Cloning a Linux distro inside a VirtualBox VM to a real machine

Recently I tried out LinuxMint Helena LXDE inside a VirtualBox virtual machine. Very nice it was too. I decided that I wanted it installed on a real machine. Being loath to do another install on the real machine I decided to do a network clone, a technique that I have refined over time.


The key idea is to boot both machines with a rescue CD and mount their respective disks. I use SystemRescueCD because it's very up to date with all kinds of filesystems and modules. Then we create a network pipe with netcat and tar the source machine filesystem onto the target machine. I won't specify every step in detail; you have to fill in some details yourself.


First boot the source machine and make a note of the partition filesystems and sizes. In the case of LinuxMint LXDE, it's one of the standard Ubuntu setups, / in /dev/sda1 and an extended partition /dev/sda2 containing a swap in /dev/sda5. I noted the size of the swap, and that / was ext4.


Then boot the target machine. First setup the networking and note the address assigned to the network interface. Then using fdisk, create the same layout. However you can make the disk larger or smaller, so keep the swap partition the same size (I assume your VM was created with the same amount of memory as your real machine; otherwise use the 2xRAM rule) but adjust /dev/sda1 to suit. This is one advantage of this cloning method, you can increase the size of the disk. Then create the target filesystems:


mkfs.ext4 /dev/sda1
mkswap /dev/sda5


Now on both systems, mount the root filesystem and any other filesystems on it. We have only / so this will do:



mkdir /disk; mount /dev/sda1 /disk



Go to the top of the target filesystem and start a netcat listener piping into tar:



cd /disk; netcat -l 2222 | tar zxvf -



On the source machine, mount the source filesystem.



mkdir /disk; mount /dev/sda1 /disk



Go to the top of the source filesystem and start a tar feeding into netcat:



cd /disk; tar zcvf - * | netcat 192.168.1.123 2222



Subsitute the real IP address for 192.168.1.123 above. You will see the files being packed up and sent over. On the target machine you will see the files extracting.

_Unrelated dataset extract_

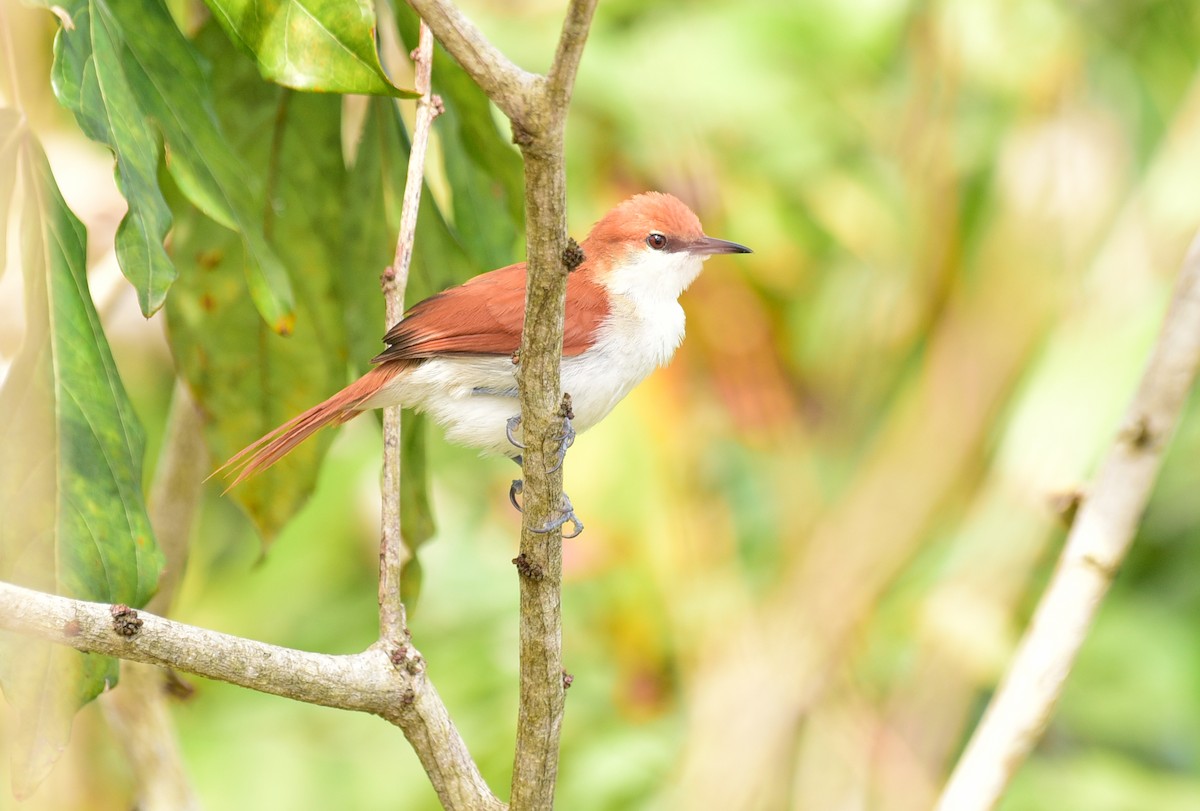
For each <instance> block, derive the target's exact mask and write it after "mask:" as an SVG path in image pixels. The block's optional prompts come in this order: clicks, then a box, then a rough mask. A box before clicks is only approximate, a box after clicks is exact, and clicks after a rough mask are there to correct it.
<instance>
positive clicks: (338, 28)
mask: <svg viewBox="0 0 1200 811" xmlns="http://www.w3.org/2000/svg"><path fill="white" fill-rule="evenodd" d="M208 5H209V7H210V8H211V10H212V13H214V16H215V17H216V19H217V22H220V23H221V26H222V28H223V29H224V30H226V32H227V34H228V35H229V36H230V37H232V38H233V40H234V41H235V42H238V43H240V44H241V46H242V47H244V48H245V49H246V50H248V52H250V53H251V54H252V55H253V56H254V60H256V61H257V62H258V70H259V71H260V72H262V74H263V78H265V79H269V80H271V82H276V83H278V84H282V85H284V86H288V88H294V89H295V90H316V91H319V92H342V94H364V95H372V96H373V95H380V96H400V97H413V96H415V95H416V94H414V92H413V91H412V90H402V89H400V88H397V86H396V85H394V84H392V83H391V80H390V79H389V78H388V74H386V73H385V72H384V70H383V65H380V64H379V54H378V52H377V50H376V16H374V8H373V7H372V6H371V4H370V2H364V1H361V0H208Z"/></svg>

Netcat doesn't terminate at end of input so you have to judge when there are no more files to be tar'red and interrupt it. Usually it's the last file alphabetically, something like /var/xxx or /vmlinuz, depending.


Now you have to reinstall GRUB on the target machine. LinuxMint Helena uses GRUB2, so



grub2-install --root-directory=/disk /dev/sda



You also have to adjust the UUIDs of the partitions or it will not boot. Look at the UUIDs in /disk/etc/fstab, then use tune2fs and mkswap to fix:



tune2fs -U xxxx-xxxx /dev/sda1
mkswap -U yyyy-yyyy /dev/sda5



where the xxxx-xxxx and yyyy-yyyy are the long UUIDs. I recommend cut and paste from /disk/etc/fstab to avoid keying errors.


Another thing you might want to fix up is the label of the ethernet interface. Edit /etc/udev/rules.d/70-persistent-net.rules and comment out the entry for eth0 which will be for a pcnet32, the default "hardware" for VirtualBox VMs and promote the eth1 entry to eth0. This is cosmetic since the system will work fine with eth1 as the network interface.


Other distros may require more fixing up of sound or video configuration. Fortunately LinuxMint (and Ubuntu distros in general) work out these things and adapt more or less automatically.


Now you should be able to boot the target machine. Have fun.


It is also possible to do the reverse, but as the VM is inside a private network, you have to use bridging, or ssh forwarding to pipe the tar stream into the VM. This is one way to virtualise a real install.